Funds are raised by the Inter-American Development Bank through the issuance of bonds, which are sold at standard interest rates. These bonds are largely guaranteed by member nations which include some of the wealthiest countries on Earth. Because of this strong guarantee, the Inter-American Development Bank maintains a steady triple-A credit rating, allowing the bank to offer interest rates to nations in Latin America and the Caribbean that are competitive with the best interest rates private banks offer the private sector.
It should be noted that while the powerful nations that guarantee the funds of the Inter-American Development Bank are taking responsibility for the bonds should defaults occur, they are not actually putting up capital to lend to the countries. This means that membership in the Inter-American Development Bank has a minimal impact on the countries themselves, since their budgets are not affected. And although their budgets would be affected should a large-scale default occur, this is unlikely to occur, even in fairly dire circumstances.
There are 48 states that collectively own the Inter-American Development Bank, and of these 48 states, 22 are non-borrowing members who are members only to affect policy and to guarantee the bonds. These 22 non-borrowing members are Spain, Switzerland, the United States, the United Kingdom, Norway, Italy, Israel, Japan, the Republic of Korea, the Netherlands, China, Belgium, Croatia, Austria, Canada, Slovenia, Sweden, France, Finland, Germany, Portugal, and Denmark. The remaining 26 nations are members who can borrow funds from the bank to support government projects, and they are Brazil, Mexico, Argentina, Chila, Columbia, Venezuela, Ecuador, El Salvador, Guatemala, Honduras, Nicaragua, Peru, Panama, Paraguay, Uruguay, Bolivia, Belize, Costa Rica, Guyana, Suriname, Trinidad and Tobago, the Bahamas, Barbados, Haiti, the Dominican Republic, and Jamaica.

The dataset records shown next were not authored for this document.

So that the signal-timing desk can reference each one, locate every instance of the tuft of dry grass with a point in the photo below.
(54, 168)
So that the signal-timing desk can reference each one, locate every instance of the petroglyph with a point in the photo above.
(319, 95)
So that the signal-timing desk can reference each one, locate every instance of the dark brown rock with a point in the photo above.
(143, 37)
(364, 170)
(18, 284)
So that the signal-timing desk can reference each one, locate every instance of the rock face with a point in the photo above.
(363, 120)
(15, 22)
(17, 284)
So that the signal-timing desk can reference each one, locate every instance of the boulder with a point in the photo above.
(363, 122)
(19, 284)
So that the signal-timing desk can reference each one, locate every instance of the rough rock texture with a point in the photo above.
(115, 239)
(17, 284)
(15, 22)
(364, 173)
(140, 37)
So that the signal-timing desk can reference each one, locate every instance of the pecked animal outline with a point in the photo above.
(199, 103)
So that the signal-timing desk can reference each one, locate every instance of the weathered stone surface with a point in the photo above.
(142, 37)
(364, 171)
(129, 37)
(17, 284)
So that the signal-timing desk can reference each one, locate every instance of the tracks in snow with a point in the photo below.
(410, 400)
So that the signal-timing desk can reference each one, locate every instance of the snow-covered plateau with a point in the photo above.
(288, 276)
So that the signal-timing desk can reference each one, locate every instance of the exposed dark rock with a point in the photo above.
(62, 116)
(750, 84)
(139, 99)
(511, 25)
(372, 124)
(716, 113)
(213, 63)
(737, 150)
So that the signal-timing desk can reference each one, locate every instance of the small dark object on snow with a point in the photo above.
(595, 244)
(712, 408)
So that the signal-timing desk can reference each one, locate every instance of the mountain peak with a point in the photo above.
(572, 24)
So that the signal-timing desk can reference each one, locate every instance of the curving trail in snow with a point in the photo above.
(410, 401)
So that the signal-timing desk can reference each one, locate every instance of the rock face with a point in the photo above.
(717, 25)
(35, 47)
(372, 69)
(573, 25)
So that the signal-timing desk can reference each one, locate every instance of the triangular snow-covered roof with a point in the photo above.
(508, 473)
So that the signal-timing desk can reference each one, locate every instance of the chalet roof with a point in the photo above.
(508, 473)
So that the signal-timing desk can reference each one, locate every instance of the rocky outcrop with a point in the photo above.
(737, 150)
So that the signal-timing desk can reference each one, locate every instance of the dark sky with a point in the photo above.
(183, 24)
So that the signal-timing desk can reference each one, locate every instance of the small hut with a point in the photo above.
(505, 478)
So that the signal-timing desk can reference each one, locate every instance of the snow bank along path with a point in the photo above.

The bank has a total ordinary capital of just over $100 billion US Dollars (USD). Of this, just over 4%, or $4 billion US Dollars (USD) is actually paid in. The remaining 96% is callable capital, pledged by member states as capital subscriptions. This working capital goes to a number of different projects governments and governmental organizations wish to pursue, and in some cases may find its way to companies in the private sector via the Inter-American Investment Corporation, or IIC, or directly through the Inter-American Development Bank.
In theory, the bank exists to help promote economic prosperity in the Latin American and Caribbean countries it funds, and through this economic prosperity is meant to support social good. The group is subjected to a great deal of criticism, however, for its investments, which many see as being counter to these goals. Many watch groups accuse the Inter-American Development Bank of fostering economic policies that are destructive to both the general environment and the rights of indigenous peoples in the regions it is active.